Serge Zably came to Moncton in 2014 as an international student from Ivory Coast and is proud to call the city home.

“It’s been 10 years now, and I’ve never moved from Moncton,” the Université de Moncton graduate said in an interview on Information Morning Moncton.

It’s that sense of home that he’s now trying to help others find. Zably been hired to be Monton’s international student integration co-ordinator, a new position at city hall.

He said he will help students access resources while they are students but also when they are first looking to find jobs in the crucial transition period after graduation.

“There are a lot of challenges to stay here, so in my role I will assist them to navigate through this system,” Zably said.

He’s now surveying students to gauge their struggles and whether they plan to stick around after school.

He hopes to have better numbers and a better understanding of why students want to stay or leave, but anecdotally, he has found a lot of interest in settling in Moncton.

Moncton Main Street
Zalby said most international students he meets want to remain in Moncton after they graduate but need job offers to do so. (Shane Magee/CBC)

“Maybe 90 or 95 per cent of students who studied in New Brunswick, generally, they want to stay,” Zably said.

He said students often build connections and a network of friends through school, which can make staying in the city more appealing.

“They would like to stay here because they have already built that relationship.”

Finding a job can be challenging even for Canadian students in Moncton, but international students might face additional challenges with a language barrier, he said.

One of his biggest points of advice to students is to volunteer locally, not only to become more integrated into Moncton life but also to gain work experience.

“Volunteering is a way to gain that experience that an employer is looking for,” Zably said.

The main reasons Zably said he hears students might leave is that they have family in other provinces, they want to live in a larger city, or they have job offers elsewhere.

“So myself, being an international student, I feel like I need to support this population who are struggling to find the best place to stay,” he said.

“I can be a bridge between the city of Moncton and that population.”

International student leader supports Zably

Jovial Orlachi Osundu, president of an international students association at the Université de Moncton, said she has already had a meeting with Zably and is excited to see what he will accomplish.

“I believe this is very useful for international students because we have someone that knows our reality, that has been there because he was a student,” Osundu said.

“He’s a resource person, so he’s the right person for this position.”

young woman standing in front of bookcase with many mini-flags on top
Jovial Orlachi Osundu, president of an international students association at the Université de Moncton, said Zalby is the right person for the job. (Alexandre Silberman/CBC)

She said one of her association’s requests to the city has been for more job fairs, since finding employment after graduating continues to be the biggest barrier for international students remaining in Moncton.

After graduation, international students must obtain a post-graduate work permit from Ottawa to stay and work in Canada.

The permit is valid for up to three years.

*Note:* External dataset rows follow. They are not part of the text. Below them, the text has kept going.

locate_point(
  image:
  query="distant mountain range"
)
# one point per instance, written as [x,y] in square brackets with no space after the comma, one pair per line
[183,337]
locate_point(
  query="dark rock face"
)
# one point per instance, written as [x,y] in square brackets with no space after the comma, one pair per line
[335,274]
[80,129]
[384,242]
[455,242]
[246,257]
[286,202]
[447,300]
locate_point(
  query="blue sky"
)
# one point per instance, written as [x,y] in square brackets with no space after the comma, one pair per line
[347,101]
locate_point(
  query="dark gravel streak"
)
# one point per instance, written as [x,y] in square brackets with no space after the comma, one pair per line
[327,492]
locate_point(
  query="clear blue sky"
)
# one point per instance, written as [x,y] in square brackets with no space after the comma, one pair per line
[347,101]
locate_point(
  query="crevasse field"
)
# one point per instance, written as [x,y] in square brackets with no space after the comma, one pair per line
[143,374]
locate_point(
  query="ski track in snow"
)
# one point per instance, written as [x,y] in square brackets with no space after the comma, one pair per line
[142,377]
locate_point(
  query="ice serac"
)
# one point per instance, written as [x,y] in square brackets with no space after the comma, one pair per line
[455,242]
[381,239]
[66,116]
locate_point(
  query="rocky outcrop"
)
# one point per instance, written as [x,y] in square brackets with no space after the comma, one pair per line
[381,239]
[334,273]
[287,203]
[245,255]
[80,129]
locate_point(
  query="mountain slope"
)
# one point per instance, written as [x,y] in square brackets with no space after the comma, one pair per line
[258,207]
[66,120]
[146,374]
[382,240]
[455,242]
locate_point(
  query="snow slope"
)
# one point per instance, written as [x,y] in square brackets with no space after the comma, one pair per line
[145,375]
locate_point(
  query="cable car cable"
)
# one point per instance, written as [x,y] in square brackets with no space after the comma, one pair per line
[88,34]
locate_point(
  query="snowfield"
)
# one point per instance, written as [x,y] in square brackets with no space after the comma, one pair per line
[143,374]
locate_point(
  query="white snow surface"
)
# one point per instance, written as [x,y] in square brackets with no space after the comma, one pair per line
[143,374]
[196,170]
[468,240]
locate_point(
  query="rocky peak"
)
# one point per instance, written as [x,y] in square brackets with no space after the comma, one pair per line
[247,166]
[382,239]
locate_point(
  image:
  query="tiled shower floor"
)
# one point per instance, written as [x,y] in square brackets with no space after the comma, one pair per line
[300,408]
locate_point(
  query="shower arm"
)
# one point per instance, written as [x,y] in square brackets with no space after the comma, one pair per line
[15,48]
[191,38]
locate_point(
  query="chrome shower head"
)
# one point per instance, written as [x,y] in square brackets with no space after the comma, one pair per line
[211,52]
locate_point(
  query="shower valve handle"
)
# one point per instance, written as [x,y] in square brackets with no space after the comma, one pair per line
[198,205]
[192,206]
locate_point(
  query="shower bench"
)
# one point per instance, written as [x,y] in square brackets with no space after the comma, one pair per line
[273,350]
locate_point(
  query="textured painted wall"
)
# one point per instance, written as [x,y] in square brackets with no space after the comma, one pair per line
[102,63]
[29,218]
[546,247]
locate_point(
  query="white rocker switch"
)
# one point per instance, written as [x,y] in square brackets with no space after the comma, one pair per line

The graduates can then use the work the experience they gain with  their work permits to apply for permanent residency in Canada down the line.

“I believe that most of them want to stay, but they need to have a career, they want to grow, to have dreams, to have ambitions,” Osundu said.

If the city cannot provide that opportunity, people will leave, she said.

Osundu herself has been in Moncton for four years now and said she loves the city.

But the big question is: will she herself stay in Moncton?

“Well, if I have opportunities, why not? I would stay here,” she said with a laugh.

“It depends on what I have for offers.”